Luego extendió un brazo e hizo un movimiento circular, abarcando las paredes del piso con su mano negra y fuerte.

—Tu madre y yo hemos llegado hasta aquí. Y esta es nuestra vida. No permitiré que nunca le falte de nada. —Se levantó y se acercó a Christmas—. Pero te prometo que si algún día veo que no puedo darle lo que se merece… la llevaré contigo y yo desapareceré. —Luego con el dedo índice dio unos golpecitos en el pecho de Christmas—. Eso sí, hasta ese momento respeta nuestra vida, como yo respeto la tuya.

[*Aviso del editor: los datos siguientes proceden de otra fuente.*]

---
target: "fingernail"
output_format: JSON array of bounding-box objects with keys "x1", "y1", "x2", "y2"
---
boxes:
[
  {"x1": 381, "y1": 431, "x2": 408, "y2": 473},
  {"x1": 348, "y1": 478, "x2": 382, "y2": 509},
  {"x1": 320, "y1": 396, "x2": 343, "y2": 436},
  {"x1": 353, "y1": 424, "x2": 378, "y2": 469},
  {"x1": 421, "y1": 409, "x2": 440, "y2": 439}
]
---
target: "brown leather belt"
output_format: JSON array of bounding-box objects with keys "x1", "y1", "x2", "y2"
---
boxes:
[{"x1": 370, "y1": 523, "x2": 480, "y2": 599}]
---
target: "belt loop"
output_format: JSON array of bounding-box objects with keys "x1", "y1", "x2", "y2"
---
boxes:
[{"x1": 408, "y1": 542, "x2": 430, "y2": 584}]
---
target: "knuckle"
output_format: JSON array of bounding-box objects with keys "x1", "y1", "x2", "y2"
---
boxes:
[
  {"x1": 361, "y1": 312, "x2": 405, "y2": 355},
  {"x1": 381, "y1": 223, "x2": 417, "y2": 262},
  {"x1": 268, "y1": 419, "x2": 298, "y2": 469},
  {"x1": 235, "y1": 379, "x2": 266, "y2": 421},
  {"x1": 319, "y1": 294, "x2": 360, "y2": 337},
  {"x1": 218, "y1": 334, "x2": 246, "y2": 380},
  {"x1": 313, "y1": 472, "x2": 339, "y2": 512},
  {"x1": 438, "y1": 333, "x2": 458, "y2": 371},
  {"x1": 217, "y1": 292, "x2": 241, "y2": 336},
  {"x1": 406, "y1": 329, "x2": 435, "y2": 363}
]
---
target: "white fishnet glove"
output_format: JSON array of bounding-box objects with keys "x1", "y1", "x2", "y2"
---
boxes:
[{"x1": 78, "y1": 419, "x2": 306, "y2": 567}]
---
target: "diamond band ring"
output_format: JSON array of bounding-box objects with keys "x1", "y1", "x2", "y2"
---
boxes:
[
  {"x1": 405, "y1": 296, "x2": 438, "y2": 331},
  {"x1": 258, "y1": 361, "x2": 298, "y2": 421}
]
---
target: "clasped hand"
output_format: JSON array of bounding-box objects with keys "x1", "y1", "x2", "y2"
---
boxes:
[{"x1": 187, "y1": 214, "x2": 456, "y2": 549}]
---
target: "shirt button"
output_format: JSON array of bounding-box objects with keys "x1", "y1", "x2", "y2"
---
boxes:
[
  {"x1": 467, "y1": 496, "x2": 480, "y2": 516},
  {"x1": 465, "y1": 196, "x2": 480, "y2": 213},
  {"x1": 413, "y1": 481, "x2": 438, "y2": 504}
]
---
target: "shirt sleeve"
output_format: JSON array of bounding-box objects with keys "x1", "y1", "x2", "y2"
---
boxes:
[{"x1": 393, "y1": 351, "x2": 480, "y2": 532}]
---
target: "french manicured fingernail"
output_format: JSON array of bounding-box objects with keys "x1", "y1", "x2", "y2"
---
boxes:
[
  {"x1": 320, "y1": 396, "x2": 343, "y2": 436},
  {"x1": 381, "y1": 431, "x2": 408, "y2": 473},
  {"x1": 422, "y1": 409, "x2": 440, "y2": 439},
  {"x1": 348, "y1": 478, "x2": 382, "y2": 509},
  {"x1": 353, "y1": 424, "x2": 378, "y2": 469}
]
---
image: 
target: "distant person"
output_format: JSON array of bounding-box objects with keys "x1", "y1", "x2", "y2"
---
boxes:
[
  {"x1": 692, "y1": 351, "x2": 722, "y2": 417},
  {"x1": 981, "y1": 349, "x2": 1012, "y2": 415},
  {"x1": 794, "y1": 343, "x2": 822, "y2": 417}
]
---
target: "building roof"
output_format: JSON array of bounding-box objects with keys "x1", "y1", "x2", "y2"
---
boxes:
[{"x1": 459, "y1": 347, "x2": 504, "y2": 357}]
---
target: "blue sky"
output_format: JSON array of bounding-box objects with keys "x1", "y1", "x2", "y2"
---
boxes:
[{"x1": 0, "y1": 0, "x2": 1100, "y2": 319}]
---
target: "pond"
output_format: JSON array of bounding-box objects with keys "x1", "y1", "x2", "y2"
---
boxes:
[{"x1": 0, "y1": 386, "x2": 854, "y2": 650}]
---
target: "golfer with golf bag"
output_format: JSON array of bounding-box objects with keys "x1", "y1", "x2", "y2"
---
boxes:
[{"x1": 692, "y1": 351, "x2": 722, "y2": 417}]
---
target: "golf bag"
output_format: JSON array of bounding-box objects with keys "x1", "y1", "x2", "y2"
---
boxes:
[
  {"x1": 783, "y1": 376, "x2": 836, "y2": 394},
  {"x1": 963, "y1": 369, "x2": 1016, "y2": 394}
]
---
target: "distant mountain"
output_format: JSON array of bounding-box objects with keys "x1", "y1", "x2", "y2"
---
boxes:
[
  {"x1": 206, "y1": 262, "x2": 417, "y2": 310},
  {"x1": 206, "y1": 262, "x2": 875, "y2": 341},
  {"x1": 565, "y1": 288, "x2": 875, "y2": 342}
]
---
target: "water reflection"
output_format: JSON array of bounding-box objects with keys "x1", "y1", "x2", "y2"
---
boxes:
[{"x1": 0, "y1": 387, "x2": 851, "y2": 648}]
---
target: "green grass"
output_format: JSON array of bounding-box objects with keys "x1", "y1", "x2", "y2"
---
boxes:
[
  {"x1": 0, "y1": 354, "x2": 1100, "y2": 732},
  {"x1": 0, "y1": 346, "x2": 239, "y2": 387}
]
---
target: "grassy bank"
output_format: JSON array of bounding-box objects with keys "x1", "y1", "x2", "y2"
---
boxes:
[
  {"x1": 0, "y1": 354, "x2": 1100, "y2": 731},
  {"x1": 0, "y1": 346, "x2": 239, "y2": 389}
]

Estas paredes son tan finas como el pellejo de la polla. He oído lo del apartamento.

Christmas bajó la mirada.

—Perdóname, Sal.

Sal rió y le dio un leve cachete.

—No dejes que se te suban los humos —le dijo afectuosamente—. Meoncete eres y meoncete serás, no lo olvides.

Christmas lo miró.

—¿Puedo darte un abrazo? —le preguntó.

—Como lo intentes te doy un puñetazo en la nariz —le amenazó.

—Vale.

—¿Vale qué?

—Dame el puñetazo —y Christmas lo abrazó.